Erstellt am: 18. 4. 2013 - 06:02 Uhr
Eine Stadt als Selbstversorgerin
Sie kommen mit Spaten und Gießkannen und treffen auf junge Obstbäume, die es einzusetzen gilt. Seit letztem Herbst sind in Wiener Neustadt immer wieder kleine Gruppen zu beobachten, die Bäume pflanzen - über 100 haben sie schon gesetzt, in der Schmuckerau und im Stadtpark. Auf vierhundert Bäume soll der Bestand heuer noch anwachsen.
Veronika Weidinger
Martin Mollay hat diese Baumpflanzaktionen in der 40.000-EinwohnerInnen-Stadt im südlichen Niederösterreich initiiert. Der Anfangdreißigjährige arbeitet als Survivaltrainer, vermittelt also, wie Mensch sich in der Natur durchschlagen kann. Um mehr Nähe und Wissen um die regional und saisonal verfügbaren Früchte auch im städtischen Raum zu schaffen, hat er die Initative Obststadt gegründet.

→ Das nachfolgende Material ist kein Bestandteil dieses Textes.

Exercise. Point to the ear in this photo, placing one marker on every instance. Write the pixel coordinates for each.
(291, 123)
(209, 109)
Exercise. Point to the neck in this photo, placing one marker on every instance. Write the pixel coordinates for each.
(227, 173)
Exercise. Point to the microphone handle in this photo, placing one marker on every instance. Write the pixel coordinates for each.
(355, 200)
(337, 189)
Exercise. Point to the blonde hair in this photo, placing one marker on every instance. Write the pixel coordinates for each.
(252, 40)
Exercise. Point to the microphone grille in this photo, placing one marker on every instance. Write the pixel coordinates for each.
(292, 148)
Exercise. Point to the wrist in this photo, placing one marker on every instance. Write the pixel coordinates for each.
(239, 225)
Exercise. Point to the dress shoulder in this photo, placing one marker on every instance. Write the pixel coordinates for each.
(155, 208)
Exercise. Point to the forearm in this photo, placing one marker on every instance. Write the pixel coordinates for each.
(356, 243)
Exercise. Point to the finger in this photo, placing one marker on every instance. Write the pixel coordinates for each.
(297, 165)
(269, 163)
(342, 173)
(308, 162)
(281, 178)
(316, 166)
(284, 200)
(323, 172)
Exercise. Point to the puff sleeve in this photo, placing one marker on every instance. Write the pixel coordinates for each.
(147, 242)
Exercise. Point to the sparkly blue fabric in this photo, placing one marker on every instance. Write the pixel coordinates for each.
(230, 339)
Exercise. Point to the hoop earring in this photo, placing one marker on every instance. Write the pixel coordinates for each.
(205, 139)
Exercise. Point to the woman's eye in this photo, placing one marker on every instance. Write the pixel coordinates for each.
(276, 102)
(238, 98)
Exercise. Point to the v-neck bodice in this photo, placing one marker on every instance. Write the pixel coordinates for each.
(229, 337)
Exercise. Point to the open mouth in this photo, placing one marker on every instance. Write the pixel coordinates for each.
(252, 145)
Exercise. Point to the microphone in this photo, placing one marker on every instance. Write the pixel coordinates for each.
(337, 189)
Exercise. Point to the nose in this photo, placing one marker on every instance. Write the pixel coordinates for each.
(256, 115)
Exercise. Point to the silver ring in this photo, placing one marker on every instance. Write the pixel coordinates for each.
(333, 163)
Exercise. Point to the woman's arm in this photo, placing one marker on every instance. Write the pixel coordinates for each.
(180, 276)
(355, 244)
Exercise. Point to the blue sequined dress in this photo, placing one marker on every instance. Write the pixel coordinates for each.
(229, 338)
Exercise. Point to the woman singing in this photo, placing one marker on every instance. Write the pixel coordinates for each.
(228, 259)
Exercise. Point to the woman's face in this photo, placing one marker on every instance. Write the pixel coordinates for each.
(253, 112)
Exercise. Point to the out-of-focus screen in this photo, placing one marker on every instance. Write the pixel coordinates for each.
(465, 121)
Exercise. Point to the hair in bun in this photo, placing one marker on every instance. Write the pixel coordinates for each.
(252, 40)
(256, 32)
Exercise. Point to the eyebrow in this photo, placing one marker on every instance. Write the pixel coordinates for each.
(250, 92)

Wer mitmachen möchte, meldet sich via Obststadt-Website bei der Initiative, es gibt auch die Möglichkeit, eine Baumpatenschaft zu übernehmen.
"Früher sind auch Kastanienalleen gepflanzt worden, um daraus dann Mehl zu machen", erzählt Martin, "erst im 20. Jahrhundert hat man damit begonnen, vor allem Laubbäume im öffentlichen städtischen Grünraum zu pflanzen." Die Initiative "Obststadt" will den öffentlichen städtischen Raum also für die Nutzung als Anbaufläche wieder zurückgewinnen - die BewohnerInnen sollen sich an Anbau und Pflege von Bäumen und Beeten beteiligen, deren Früchte sie dann selbst ernten können.
Keine Angst vor Obstbäumen
In manch anderer österreichischen Stadt ist das Setzen ähnlicher Initiativen nicht so gern gesehen. Die Initative Stadtfrucht Wien etwa berichtet in ihrem Blog über den gescheiterten Versuch, Bäume im Park vor der Nationalbank zu platzieren.
In Graz fordern die Grünen mehr Obstbäume und Beete in den Parks und beziehen sich kürzlich bei einem entsprechenden Antrag auf die Wiener Neustädter Initiative. Bislang hätte die Grazer Stadtregierung mit Behinderungen bei der Rasenpflege gegen Obstbaumpflanzungen argumentiert, erzählt die Grünpolitikerin Andrea Pavlovec-Meixner.
obststadt.at
"Obststadt" hat von Beginn an auf Zusammenarbeit mit der Wiener Neustädter Stadtregierung gesucht. Die Gemeinde unterstützt inzwischen das Projekt, politisch und finanziell, was der Initiative, so Mollay, ein gewisses Maß an Sicherheit und Perspektive gibt. Umweltstadtrat Wolfgang Mayrhofer wiederum freut sich über "Obststadt", nimmt Wiener Neustadt damit doch eine Vorreiterrolle ein.
Übrigens: Obst im öffentlichen Raum kann geernet werden, Mundraub bietet eine Kartographie von Bäumen und Sträuchen, Michael Schmid hat über "Freies Obst für freie BürgerInnen" berichtet. Ein ähnliches Projekt kommt aus Graz:Fruitmap, die Plattform für eine gemeinschaftliche Erntelandschaft.
Incredible Edible
Die Vision einer Stadt, in der sich die Bevölkerung
mit Obst und Gemüse selbst versorgen kann, bis hin zur "obstautarken" Stadt, der kommen zwei europäische Städte schon nahe. "Incredible edible" heißt es für Todmorden in West Yorkshire. Unglaublich essbar präsentiert sich seit einigen Jahren auch die deutsche Kleinstadt Andernach.
Es ist der Community-Gedanke, der solche Initiativen wachsen lässt und trägt. In Wiener Neustadt hat sich bei den regelmäßigen Treffen und Pflanzaktionen bereits ein Netzwerk gebildet. Darüber hinaus setzt Martin Mollay auf den gemeinschaftlichen Gedanken in der Bevölkerung, wenn´s um den Respekt gegenüber den Pflanzen geht. Mit Infotafeln bei den Bäumen wird über diesen Grundgedanken von "Obststadt" informiert. Für die Ernte heißt das: es gilt das Fair Use-Prinzip. Und wer wissen will, wo die Bäume im öffentlichen Raum von Wiener Neustadt stehen, in einer Fruitmap sind sie alle verzeichnet.